Notas sobre o orçamento
90 milhões de euros a menos face ao financiamento do ano passado (de ¤346 milhões) é a proposta da ARS de Lisboa. O Santa Maria ficará, assim, com ¤245 milhões para gerir
81 das 1300 camas do Santa Maria foram já retiradas no âmbito da reestruturação forçada pela abertura do novo Hospital de Loures. No total, até ao final deste ano deverão ser ‘fechadas’ mais 219
37 milhões de euros é a redução no orçamento para 2012 que os gestores do CHLN (inclui o Santa Maria e o Pulido Valente) consideram aceitável
54 milhões de euros é a poupança que a administração do Hospital de Santa Maria propõe nos custos de exploração do hospital este ano reduindo a factura de 436 milhões em 2011 para 382 milhões em 2012
semanário expresso 19.05.12

Aqui temos o exemplo de como se tenta fazer o downsizing de um grande hospital à custa de cortes no orçamento. É a reforma à socapa da rede hospital em todo o seu explendor.

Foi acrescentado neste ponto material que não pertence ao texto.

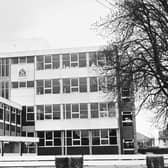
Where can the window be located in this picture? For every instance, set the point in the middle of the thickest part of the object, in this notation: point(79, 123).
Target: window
point(103, 110)
point(125, 92)
point(56, 86)
point(4, 89)
point(76, 138)
point(57, 138)
point(74, 85)
point(92, 58)
point(104, 137)
point(40, 87)
point(68, 137)
point(94, 110)
point(40, 112)
point(66, 60)
point(7, 114)
point(18, 118)
point(14, 84)
point(40, 62)
point(113, 136)
point(1, 112)
point(30, 134)
point(127, 118)
point(93, 84)
point(40, 134)
point(30, 59)
point(95, 137)
point(48, 63)
point(14, 60)
point(56, 111)
point(4, 67)
point(30, 84)
point(47, 88)
point(112, 109)
point(22, 60)
point(67, 111)
point(84, 137)
point(13, 115)
point(48, 112)
point(22, 84)
point(83, 110)
point(82, 59)
point(83, 84)
point(30, 113)
point(128, 144)
point(49, 138)
point(74, 60)
point(56, 61)
point(75, 110)
point(66, 85)
point(101, 59)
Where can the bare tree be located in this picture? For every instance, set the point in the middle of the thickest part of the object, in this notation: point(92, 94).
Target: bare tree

Interessantes as declarações recentes do secretário de estado, Leal da Costa sobre a prometida Carta Hospitalar:
«Não vale a pena criar grandes expectativas sobre a carta hospitalar, porque para nós muito mais importante do que saber onde é que estão os equipamentos, embora isso também seja relevante, é saber como é que as pessoas circulam dentro do sistema», disse ao «TM» o secretário de Estado Adjunto, preferindo que haja «várias cartas» com as diversas realidades hospitalares. Até porque «temos um problema que é preciso resolver e que envolve a mobilidade de pessoas: há circunstâncias em que existem recursos técnicos mas não há pessoas», e vice-versa.
Ainda o secretário de estado da saúde: «Não estamos dispostos a abdicar do SNS, porque precisamos dele». Certamente, para o entregar aos "investidores privados".

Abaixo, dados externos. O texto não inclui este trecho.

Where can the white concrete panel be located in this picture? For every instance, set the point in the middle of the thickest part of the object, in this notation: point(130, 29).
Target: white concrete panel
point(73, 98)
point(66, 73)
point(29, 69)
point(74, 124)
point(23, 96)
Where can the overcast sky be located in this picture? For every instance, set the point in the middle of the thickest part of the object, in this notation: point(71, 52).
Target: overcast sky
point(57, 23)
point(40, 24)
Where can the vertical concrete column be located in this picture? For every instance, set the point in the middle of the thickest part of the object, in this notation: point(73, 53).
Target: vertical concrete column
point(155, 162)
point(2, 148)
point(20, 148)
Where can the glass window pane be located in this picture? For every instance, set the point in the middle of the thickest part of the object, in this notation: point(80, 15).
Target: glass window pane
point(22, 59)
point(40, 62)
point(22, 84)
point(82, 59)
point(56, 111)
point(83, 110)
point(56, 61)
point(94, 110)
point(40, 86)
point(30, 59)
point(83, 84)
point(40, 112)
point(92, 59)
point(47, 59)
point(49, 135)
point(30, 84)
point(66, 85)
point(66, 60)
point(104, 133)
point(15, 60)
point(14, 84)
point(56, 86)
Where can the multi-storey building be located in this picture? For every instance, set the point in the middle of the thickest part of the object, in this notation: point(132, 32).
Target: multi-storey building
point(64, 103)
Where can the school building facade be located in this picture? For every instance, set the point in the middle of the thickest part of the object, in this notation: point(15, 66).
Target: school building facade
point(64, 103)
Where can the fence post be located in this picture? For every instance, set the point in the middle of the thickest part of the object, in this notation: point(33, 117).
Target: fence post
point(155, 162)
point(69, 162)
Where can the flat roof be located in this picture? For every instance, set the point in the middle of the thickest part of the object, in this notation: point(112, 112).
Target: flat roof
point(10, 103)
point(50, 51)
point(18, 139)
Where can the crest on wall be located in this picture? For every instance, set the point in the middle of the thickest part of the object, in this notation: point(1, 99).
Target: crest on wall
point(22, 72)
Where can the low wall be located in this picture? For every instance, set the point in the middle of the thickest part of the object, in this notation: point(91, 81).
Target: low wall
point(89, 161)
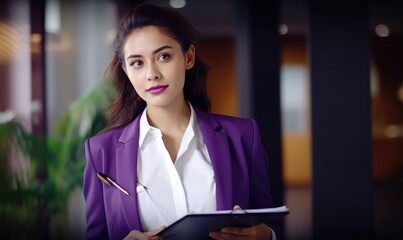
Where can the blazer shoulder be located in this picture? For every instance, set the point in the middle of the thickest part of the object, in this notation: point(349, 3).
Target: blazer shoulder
point(233, 121)
point(106, 138)
point(233, 125)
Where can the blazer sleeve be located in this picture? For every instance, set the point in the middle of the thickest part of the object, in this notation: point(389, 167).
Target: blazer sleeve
point(93, 194)
point(260, 196)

Coisa fácil, segundo outro "profundo" pensador da legião de liberais de pacotilha do nosso burgo: «Por outro lado , mesmo nestas áreas sociais, o Estado poderá também criar condições para que a sua acção seja substituída pela iniciativa privada e /ou social. Não se trata aqui de contratualizar serviços mas de retirar o Estado do papel de prestador desses "bens sociais" que podem ser prestados com vantagem por aquelas iniciativas. O meio mais poderoso para concretizar esta solução passa por uma política diferente do Estado quanto ao financiamento (pagamento) das despesas com as funções sociais. Em vez de suportar os custos da "oferta" ou seja os custos em que incorre para prestar serviços à população (por exemplo custos com as escolas) o Estado financiaria a "procura" ou seja pagaria aos cidadãos um valor que estes aplicariam de acordo com a sua liberdade de escolha (no caso da educação escolheriam as escolas que considerassem mais adequadas).»